Studio album by Eddie Jobson
- Released: 1985
- Recorded: 1984–85
- Studio: Beartracks Studio, Suffern, New York
- Genre: Electronic music
- Length: 41:03
- Label: Private Music
- Producer: Peter Baumann

Eddie Jobson chronology
| The Green Album (1983) | Theme of Secrets (1985) | Ultimate Zero – The Best of the U-Z Project Live (2010) |

= Theme of Secrets =

Theme of Secrets was a 'New Age' album written and produced by Eddie Jobson, released in 1985. Contrarily to his previous album The Green Album (1983), this record was not marketed as a band effort, instead being presented as an Eddie Jobson solo album and a showcase for the Synclavier.

A music video of one track, "Memories of Vienna", appeared on the Channel 4 programme Art of Landscape. It featured scenes of the town of Vienna accompanied by the music. This also appeared on VH-1 in the United States. The album was released simultaneously on CD and on LP on Private Music label. It was re-released in South Korea in 2004.

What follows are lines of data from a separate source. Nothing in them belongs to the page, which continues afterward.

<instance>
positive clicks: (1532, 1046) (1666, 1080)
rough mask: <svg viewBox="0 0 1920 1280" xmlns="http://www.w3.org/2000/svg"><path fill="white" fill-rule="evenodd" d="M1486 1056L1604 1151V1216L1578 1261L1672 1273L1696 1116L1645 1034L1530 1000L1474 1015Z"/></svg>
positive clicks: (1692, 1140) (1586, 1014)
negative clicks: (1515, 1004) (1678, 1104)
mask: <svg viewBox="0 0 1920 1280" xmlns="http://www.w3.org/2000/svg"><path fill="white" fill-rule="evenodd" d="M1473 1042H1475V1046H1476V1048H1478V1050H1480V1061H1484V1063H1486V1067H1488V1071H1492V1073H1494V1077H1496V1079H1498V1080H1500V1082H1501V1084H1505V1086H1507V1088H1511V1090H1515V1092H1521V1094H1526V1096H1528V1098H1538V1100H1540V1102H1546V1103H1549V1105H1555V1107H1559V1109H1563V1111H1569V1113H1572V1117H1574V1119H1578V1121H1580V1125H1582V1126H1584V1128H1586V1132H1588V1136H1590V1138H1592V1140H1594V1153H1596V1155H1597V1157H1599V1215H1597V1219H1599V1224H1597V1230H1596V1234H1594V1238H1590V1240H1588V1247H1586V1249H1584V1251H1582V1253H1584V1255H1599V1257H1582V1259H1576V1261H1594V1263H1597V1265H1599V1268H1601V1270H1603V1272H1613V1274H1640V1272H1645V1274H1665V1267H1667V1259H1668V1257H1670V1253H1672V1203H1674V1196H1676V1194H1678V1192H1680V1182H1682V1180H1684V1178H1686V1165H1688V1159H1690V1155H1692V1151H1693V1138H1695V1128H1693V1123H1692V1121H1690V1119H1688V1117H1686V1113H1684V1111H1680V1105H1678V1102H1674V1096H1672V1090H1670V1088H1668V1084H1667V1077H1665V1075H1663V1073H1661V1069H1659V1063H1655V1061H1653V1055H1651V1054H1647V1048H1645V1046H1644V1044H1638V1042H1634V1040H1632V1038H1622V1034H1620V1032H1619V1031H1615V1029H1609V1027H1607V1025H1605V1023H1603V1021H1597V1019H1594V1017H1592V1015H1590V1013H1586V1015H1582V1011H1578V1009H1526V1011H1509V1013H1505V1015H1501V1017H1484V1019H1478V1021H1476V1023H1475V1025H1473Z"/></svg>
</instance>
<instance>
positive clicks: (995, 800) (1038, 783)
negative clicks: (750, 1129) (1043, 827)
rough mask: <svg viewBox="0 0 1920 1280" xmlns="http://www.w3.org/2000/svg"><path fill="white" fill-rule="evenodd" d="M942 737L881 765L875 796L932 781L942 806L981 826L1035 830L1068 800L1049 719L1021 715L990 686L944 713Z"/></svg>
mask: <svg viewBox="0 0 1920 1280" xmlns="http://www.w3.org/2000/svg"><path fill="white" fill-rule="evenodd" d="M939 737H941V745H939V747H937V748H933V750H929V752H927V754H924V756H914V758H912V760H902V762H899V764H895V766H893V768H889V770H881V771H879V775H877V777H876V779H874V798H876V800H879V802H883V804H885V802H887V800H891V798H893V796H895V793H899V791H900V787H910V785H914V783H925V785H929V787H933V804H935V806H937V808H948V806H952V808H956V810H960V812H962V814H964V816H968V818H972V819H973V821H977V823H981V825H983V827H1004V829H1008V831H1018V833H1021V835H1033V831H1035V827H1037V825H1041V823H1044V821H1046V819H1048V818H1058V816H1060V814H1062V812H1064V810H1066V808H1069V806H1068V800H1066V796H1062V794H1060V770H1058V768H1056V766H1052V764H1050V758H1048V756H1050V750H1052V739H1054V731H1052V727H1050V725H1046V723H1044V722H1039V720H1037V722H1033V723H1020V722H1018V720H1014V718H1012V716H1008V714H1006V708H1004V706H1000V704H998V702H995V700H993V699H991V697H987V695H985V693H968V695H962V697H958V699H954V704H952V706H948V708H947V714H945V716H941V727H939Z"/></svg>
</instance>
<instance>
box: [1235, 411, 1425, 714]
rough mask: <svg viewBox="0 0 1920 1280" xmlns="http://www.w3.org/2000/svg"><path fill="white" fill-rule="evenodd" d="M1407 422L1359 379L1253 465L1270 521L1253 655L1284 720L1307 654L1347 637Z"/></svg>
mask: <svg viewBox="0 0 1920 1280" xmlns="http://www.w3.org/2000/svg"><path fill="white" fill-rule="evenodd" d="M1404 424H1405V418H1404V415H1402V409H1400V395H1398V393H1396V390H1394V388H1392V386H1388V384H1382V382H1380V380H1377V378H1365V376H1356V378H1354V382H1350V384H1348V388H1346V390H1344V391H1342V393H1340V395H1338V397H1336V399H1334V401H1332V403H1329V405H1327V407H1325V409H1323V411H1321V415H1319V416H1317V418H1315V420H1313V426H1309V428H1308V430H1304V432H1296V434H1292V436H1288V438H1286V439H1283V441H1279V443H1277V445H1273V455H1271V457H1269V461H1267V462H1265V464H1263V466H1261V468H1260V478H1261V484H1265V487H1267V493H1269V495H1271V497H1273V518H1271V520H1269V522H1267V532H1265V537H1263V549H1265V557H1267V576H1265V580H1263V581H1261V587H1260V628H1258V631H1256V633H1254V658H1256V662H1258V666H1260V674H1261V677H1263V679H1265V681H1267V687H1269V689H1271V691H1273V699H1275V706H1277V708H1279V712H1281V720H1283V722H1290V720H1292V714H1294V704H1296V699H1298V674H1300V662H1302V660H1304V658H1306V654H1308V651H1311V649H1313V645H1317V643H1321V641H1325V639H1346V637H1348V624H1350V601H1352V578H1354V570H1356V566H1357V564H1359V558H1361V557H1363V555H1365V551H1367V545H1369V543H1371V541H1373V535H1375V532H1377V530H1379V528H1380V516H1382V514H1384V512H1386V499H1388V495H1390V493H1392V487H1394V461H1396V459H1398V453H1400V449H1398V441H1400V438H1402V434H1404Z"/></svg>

A sequel of the album entitled Theme of Mystery was recorded, but was never released. Jobson made available one track (entitled "Antarctica") to the members of the Zealot's Lounge, his personal fan club.

==Background and recording==
Jobson later recounted:
The first thing I did was get hold of the [Synclavier] operating manuals, about two months before the system was delivered. I remember sitting on a beach, on vacation in the Caribbean, reading these three giant manuals so I would be able to hit the ground running when the system finally arrived. When I made the Theme of Secrets album a few weeks after the arrival of the Synclavier, I was already familiar enough with the programming software to input many of the electronic motifs, such as the famous ‘bouncing balls,’ typing it all in using only the qwerty keyboard. And as I did the whole album with only a 10MB hard drive and a now unbelievable 4MB of RAM, I also had to develop some novel micro-looping techniques and use the FM synthesis module as much as possible.

==Reception==

Allmusic's retrospective review consisted of a single sentence: "This masterpiece of soundscapes was created by using the Synclavier computer, and is a brilliant album from start to finish."

Professional ratings
Review scores
| Source | Rating |
| allmusic |  |

==Track listing==

Side one
| No. | Title | Length |
|---|---|---|
| 1. | "Inner Secrets" | 3:50 |
| 2. | "Spheres of Influence" | 2:58 |
| 3. | "The Sojourn" | 6:30 |
| 4. | "Ice Festival" | 5:36 |

Side two
| No. | Title | Length |
|---|---|---|
| 5. | "Theme of Secrets" | 5:23 |
| 6. | "Memories of Vienna" | 5:00 |
| 7. | "Lakemist" | 6:00 |
| 8. | "Outer Secrets" | 5:35 |

==Personnel==
- Eddie Jobson – synthesizer, synclavier

==Production==
- Recorded on the Mitsubishi X80 at Beartracks Studio, Suffern, New York.